State transportation leaders are scrambling to increase funding as MAP-21 draws to its expiration on Oct. 1. Interstate tolling is being eyed by more than a few. While the Wisconsin Assembly likes the idea, Gov. Scott Walker rejects it.

3 minute read

March 10, 2014, 7:00 AM PDT

By Irvin Dawid


"The gas tax is not bringing in enough money to meet its needs, the steady stream of federal transportation money may be in jeopardy and voters do not want to pay more taxes," writes Daniel C. Vock about the transportation funding crisis in what could be almost any state in the U.S. in light of a 20-year drought in raising federal gas taxes. In this case, he writes about the Badger State, just as he did in 2011 with Arizona, and Rhode Island.

The crisis was laid out last year in a 176-page report [Jan. 2013, PDF] to Wisconsin lawmakers on the funding problems and the deteriorating road network. Legislators received another reminder in September, when Green Bay officials had to close [the Leo Frigo] bridge [on Interstate 43] that carries 40,000 vehicles a day because it was sagging [see video]. It took until January to fix and reopen the bridge.

As we have noted, tolls are one solution that states have looked toward as alternatives to raising state gas taxes and implementing new vehicle-miles-traveled fees (only Oregon has an actual VMT fee). In this piece, the focus is on getting Congress to explicitly allow the tolling of Interstate highway in the new transportation reauthorization bill to be written this spring and summer

In their scramble to find new funds, leaders in Wisconsin and other states are eyeing the same solution: tolls on highways. Federal law bans most states from tolling existing interstates, but officials in Wisconsin and in other states hope Congress will change that law this year, when it writes a new surface transportation bill to replace one that expires Oct. 1.

“All we're asking for is giving the states the flexibility, if they want to take on that challenge, to see if they can sell it,” said Jim Tymon, director of program finance and management for the American Association of State Highway and Transportation Officials.

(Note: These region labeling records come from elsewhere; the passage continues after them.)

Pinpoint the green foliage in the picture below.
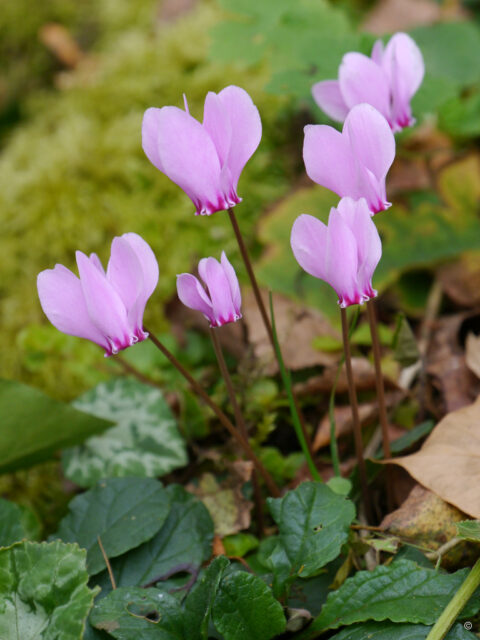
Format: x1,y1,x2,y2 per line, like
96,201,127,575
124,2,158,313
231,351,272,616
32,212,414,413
213,572,286,640
94,485,213,590
55,478,170,575
0,498,41,547
0,380,111,473
0,541,95,640
62,378,187,487
305,559,480,638
268,482,355,594
332,622,477,640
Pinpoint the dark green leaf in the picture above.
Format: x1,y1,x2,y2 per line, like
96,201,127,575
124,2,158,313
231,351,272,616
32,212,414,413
56,478,170,575
213,572,286,640
268,482,355,578
0,541,95,640
310,560,480,633
0,380,111,473
0,498,41,547
331,622,476,640
63,378,187,487
90,587,187,640
101,485,213,589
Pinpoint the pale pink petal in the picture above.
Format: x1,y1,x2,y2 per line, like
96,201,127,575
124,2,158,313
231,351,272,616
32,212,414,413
203,91,232,167
177,273,214,324
371,40,384,64
220,251,242,316
121,233,159,300
76,251,130,353
339,104,395,181
199,258,238,326
338,53,390,120
157,107,225,214
290,214,327,280
312,80,349,122
218,85,262,192
325,208,360,307
337,198,382,300
37,264,109,349
303,118,364,198
142,107,165,173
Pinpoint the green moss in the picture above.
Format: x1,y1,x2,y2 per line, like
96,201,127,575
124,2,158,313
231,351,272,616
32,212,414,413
0,0,300,397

While others, such as the Reason Foundation and the International Bridge, Tunnel and Turnpike Association, a group that represents toll operators and vendors, support that position, many other powerful players don't, most notably the American Trucking Associations (see their Alliance for Toll-Free Interstates) who have come out as staunch supporters for increasing transportation fuel taxes.

“Tolling existing interstate lanes is the least efficient, least effective mechanism to fund transportation in the long term,” said Hayes Framme, a spokesman for the Alliance for Toll-Free Interstates, whose members also inclue UPS, FedEx, McDonald’s, Dunkin’ Donuts and other groups.

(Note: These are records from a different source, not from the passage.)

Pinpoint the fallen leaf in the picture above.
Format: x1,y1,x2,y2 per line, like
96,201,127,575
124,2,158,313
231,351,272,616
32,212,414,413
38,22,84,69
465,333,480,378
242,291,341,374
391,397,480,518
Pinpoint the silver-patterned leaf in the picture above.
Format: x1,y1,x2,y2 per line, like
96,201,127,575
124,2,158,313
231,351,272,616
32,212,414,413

Others would disagree as we noted in November. “There’s a fairness argument,” added Leonard Gilroy, director of government relations at the Reason Foundation, a libertarian think tank in Los Angeles. “If you use the roadway, you pay. If you don’t, you don’t.” [See "How Interstate Tolling Could Work"].

Vock provides a concise history of interstate tolling, from the inception of the 1956 Interstate Highway Act, to the interstate tolling pilot program in 1998 that allowed three states to impose new tolls: Missouri, North Carolina and Virginia, though they have yet to do so..

"The idea (of being allowed to toll the interestates)vdid produce some bipartisan agreement in the Wisconsin State Assembly, a chamber that has experienced deep party divides in recent years," writes Vock.

Peter Barca, the chamber’s Democratic leader, said tolls would be the “best approach” to pay for transportation.

Not on board is Gov. Scott Walker, a Republican facing re-election this fall and possible presidential candidate, who prefers to build new High Occupancy Toll lanes, capital intensive projects that have been shown to not necessarily be popular with road users as we noted recently.

However, new HOT lanes on interstates "would be permissible under current federal law, because it would add road capacity instead of adding tolls to existing lanes."